RWC Continental European Equity deputy fund manager Russell Champion believes the style-agnostic approach within their investment process should give them an advantage over many of their growth-orientated peers in these uncertain times.
The fund, which has a bottom-up approach, is managed by Graham Clapp, a 35-year veteran of the industry. While the fund is some six months away from its three-year track record - it launched in December 2017 - it has a tried and tested process which has been used by Graham throughout his career, notably in his time at Fidelity and Pensato, the latter of which he helped found in 2008 and which was acquired by RWC in 2017.
Clapp's experience is supported by numbers - he has had some 15,000 management meetings with about 4,000 different companies.
"The process has seen its strongest performance in 2009 and 2012, in the aftermath of both the credit crunch and the sovereign debt crisis. The fund's process is designed to find companies where the economic potential is greater than what the share price implies," said Champion, who also worked with Clapp at Fidelity and Pensato.
"European equities have fallen 20.2% between 20 February and 31 March 2020. We are in another one of those challenging periods."
The fund's initial universe is about 2,000 stocks. The managers start by identifying the companies that are likely to have the highest deviation in economic performance from market expectations. The high forecasting error in analyst estimates for these companies implies a significant stock picking opportunity; these stocks offer the greatest potential, with research concentrated in that direction.

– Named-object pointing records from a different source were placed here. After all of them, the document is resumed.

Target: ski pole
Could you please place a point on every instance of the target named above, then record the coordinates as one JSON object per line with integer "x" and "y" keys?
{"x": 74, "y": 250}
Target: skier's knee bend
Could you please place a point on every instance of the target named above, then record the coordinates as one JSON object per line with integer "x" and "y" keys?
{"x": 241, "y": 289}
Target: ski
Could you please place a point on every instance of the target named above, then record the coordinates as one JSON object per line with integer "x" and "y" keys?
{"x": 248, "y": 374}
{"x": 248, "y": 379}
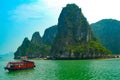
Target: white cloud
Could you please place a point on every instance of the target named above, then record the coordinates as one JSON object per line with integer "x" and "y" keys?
{"x": 94, "y": 10}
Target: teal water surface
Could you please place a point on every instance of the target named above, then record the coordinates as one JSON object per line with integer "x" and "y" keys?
{"x": 108, "y": 69}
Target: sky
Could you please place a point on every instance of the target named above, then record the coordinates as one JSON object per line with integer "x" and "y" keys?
{"x": 21, "y": 18}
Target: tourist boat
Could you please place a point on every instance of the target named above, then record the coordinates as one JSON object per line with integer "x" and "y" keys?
{"x": 21, "y": 65}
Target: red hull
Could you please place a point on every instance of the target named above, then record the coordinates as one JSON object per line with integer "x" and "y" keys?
{"x": 20, "y": 65}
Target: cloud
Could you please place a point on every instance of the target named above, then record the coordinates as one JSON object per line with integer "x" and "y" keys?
{"x": 49, "y": 10}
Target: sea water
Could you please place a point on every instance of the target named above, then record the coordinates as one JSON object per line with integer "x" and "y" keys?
{"x": 106, "y": 69}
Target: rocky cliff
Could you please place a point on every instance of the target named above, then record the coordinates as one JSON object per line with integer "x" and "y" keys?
{"x": 71, "y": 38}
{"x": 75, "y": 38}
{"x": 33, "y": 49}
{"x": 36, "y": 38}
{"x": 49, "y": 35}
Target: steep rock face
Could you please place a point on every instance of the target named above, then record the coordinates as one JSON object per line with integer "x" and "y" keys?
{"x": 107, "y": 31}
{"x": 36, "y": 38}
{"x": 33, "y": 49}
{"x": 74, "y": 37}
{"x": 49, "y": 35}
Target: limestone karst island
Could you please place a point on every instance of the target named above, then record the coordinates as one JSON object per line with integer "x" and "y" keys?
{"x": 71, "y": 38}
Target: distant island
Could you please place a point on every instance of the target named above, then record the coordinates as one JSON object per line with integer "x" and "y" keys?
{"x": 71, "y": 38}
{"x": 107, "y": 31}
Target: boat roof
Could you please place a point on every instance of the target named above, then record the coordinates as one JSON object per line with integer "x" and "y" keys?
{"x": 19, "y": 62}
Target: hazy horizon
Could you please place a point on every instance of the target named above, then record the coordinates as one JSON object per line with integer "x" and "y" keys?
{"x": 20, "y": 19}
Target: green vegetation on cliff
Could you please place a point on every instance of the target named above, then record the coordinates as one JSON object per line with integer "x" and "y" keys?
{"x": 71, "y": 38}
{"x": 33, "y": 48}
{"x": 75, "y": 38}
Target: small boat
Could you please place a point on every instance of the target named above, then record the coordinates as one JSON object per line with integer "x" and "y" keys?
{"x": 21, "y": 65}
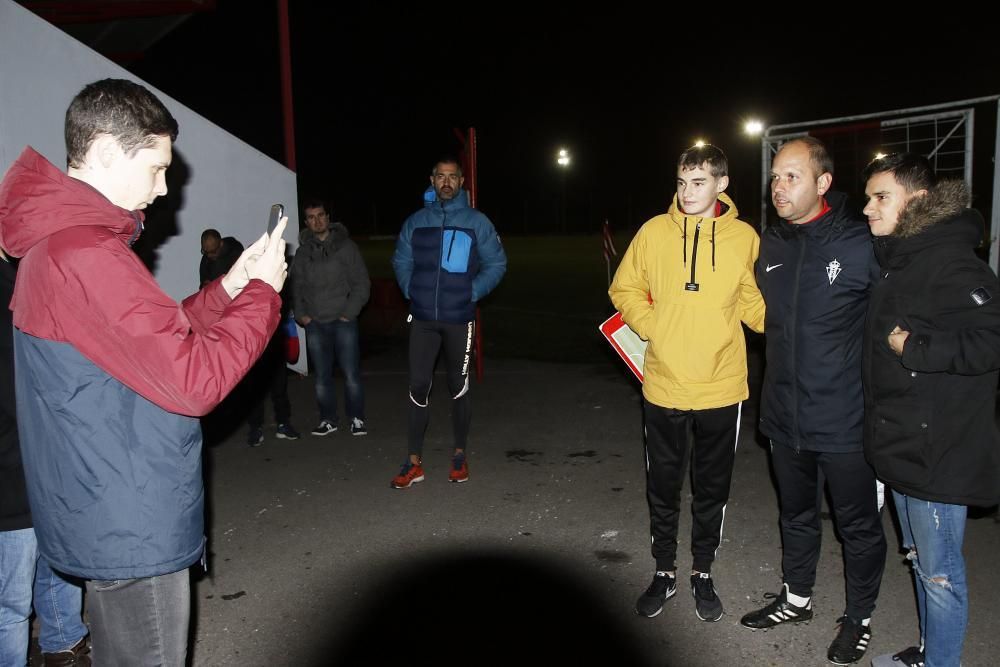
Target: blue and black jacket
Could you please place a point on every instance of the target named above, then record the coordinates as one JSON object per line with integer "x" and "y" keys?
{"x": 448, "y": 257}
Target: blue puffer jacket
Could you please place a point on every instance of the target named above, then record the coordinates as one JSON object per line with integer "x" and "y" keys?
{"x": 448, "y": 257}
{"x": 816, "y": 279}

Once these companies have been identified, the managers undertake detailed fundamental analysis in order to understand the business better than the market, such as key drivers of profitability within the business.

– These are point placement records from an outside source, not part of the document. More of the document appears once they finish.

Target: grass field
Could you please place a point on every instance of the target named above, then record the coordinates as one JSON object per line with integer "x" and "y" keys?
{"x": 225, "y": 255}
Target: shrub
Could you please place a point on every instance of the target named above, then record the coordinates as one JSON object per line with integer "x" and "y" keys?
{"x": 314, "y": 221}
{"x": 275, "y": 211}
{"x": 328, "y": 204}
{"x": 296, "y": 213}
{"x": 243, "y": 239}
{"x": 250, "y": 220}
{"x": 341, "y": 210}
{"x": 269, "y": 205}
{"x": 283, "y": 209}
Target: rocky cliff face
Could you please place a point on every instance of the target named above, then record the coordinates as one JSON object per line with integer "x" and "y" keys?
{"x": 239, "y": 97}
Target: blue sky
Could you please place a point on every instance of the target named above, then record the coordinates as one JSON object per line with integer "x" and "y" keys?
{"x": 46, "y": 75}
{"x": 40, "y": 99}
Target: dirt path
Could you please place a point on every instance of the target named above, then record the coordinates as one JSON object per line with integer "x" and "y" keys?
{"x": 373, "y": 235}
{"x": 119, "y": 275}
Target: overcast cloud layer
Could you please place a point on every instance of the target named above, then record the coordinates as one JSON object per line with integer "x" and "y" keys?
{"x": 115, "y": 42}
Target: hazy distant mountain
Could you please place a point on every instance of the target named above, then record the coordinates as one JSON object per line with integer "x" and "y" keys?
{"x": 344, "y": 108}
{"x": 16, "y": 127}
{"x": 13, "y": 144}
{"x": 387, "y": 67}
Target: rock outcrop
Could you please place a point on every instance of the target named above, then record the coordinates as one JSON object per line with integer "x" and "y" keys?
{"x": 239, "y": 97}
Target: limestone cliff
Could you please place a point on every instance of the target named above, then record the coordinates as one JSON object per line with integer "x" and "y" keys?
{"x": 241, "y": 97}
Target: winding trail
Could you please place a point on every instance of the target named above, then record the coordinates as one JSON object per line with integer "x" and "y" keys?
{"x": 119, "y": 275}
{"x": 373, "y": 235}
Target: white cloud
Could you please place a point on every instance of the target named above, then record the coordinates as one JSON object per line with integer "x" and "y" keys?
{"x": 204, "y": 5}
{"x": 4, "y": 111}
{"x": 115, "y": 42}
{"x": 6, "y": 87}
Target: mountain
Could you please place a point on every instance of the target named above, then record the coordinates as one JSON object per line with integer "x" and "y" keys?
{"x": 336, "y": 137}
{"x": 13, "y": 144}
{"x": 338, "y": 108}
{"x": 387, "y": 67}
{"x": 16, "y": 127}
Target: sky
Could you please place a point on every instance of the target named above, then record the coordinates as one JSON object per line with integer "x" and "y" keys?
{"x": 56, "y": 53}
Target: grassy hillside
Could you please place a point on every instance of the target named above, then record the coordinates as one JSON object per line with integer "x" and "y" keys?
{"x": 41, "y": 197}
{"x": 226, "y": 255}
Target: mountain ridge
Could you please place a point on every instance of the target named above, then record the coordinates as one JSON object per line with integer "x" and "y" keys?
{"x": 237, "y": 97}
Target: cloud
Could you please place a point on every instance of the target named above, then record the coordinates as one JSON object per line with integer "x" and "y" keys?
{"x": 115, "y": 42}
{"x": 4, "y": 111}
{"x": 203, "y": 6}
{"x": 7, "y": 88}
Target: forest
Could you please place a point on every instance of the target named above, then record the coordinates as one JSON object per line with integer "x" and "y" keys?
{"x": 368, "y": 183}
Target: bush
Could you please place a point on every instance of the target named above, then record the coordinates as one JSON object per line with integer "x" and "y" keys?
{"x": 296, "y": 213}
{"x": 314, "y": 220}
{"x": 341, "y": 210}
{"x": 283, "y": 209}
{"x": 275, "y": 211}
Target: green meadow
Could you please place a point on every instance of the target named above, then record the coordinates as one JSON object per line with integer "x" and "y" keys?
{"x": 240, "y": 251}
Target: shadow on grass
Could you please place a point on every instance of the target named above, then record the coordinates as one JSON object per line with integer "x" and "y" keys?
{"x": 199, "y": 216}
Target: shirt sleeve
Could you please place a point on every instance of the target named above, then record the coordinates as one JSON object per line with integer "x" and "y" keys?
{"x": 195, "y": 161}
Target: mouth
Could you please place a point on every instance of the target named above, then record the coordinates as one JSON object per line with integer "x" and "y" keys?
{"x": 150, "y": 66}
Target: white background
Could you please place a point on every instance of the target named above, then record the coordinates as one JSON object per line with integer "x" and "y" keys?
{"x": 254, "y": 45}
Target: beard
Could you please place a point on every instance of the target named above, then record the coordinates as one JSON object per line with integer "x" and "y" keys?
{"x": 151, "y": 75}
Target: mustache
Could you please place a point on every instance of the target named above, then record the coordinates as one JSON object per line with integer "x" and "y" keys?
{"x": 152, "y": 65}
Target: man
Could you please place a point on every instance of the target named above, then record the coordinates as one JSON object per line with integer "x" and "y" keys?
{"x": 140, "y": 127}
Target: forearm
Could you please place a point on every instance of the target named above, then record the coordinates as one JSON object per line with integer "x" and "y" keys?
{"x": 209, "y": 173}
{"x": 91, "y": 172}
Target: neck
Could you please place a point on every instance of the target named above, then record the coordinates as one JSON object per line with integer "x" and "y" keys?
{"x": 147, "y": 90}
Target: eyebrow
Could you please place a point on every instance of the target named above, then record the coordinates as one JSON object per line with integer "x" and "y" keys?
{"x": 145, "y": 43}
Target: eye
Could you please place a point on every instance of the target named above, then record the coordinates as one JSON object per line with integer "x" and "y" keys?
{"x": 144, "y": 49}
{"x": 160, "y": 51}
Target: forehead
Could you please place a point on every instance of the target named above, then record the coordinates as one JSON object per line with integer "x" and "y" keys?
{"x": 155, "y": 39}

The team focuses on the areas that it is best at forecasting. Demographics, disruption, pricing and costs are just a few examples. Once the analysis is complete, companies are given a rating from one to seven(with one being the best), depending on where the managers think the share price will be in three years' time. The fund has a heavy bias towards mid-cap stocks, which are often under-researched by the investment community.
The portfolio itself is siloed into five different types of companies: secular growth, hyper growth, cyclical growth, special situations and recovery.
Champion said recovery stocks accounted for over 50% of the process in 2009, compared to just 21% at the start of 2020.
"I think we can expect this allocation to increase to some degree in the near future, when we find out whether we are in a short-term recession or a long-term depression. What we have been doing already is dusting off the playbook from 2009.
"The time to own recovery stocks is when all the bad news is factored in. We will be looking at companies in detail to see whether the market has been too critical in its assessment."
The average holding size is usually around 3%, which prevents any one stock from dominating the portfolio. The fund is benchmark agnostic and has a high active share.
Since launch the fund is down 10.2%, compared to a 15.6% fall for the Investment Association Europe ex-UK sector.
"We feel our style has been against the market for much of this fund's life, with quality growth companies driving performance. But we feel that is set to change in this environment,'' added Champion.
Clapp is an experienced manager backed by a team that has proven its ability to deliver in the long-term. It's a strong consideration in a sector full of opportunities for active managers.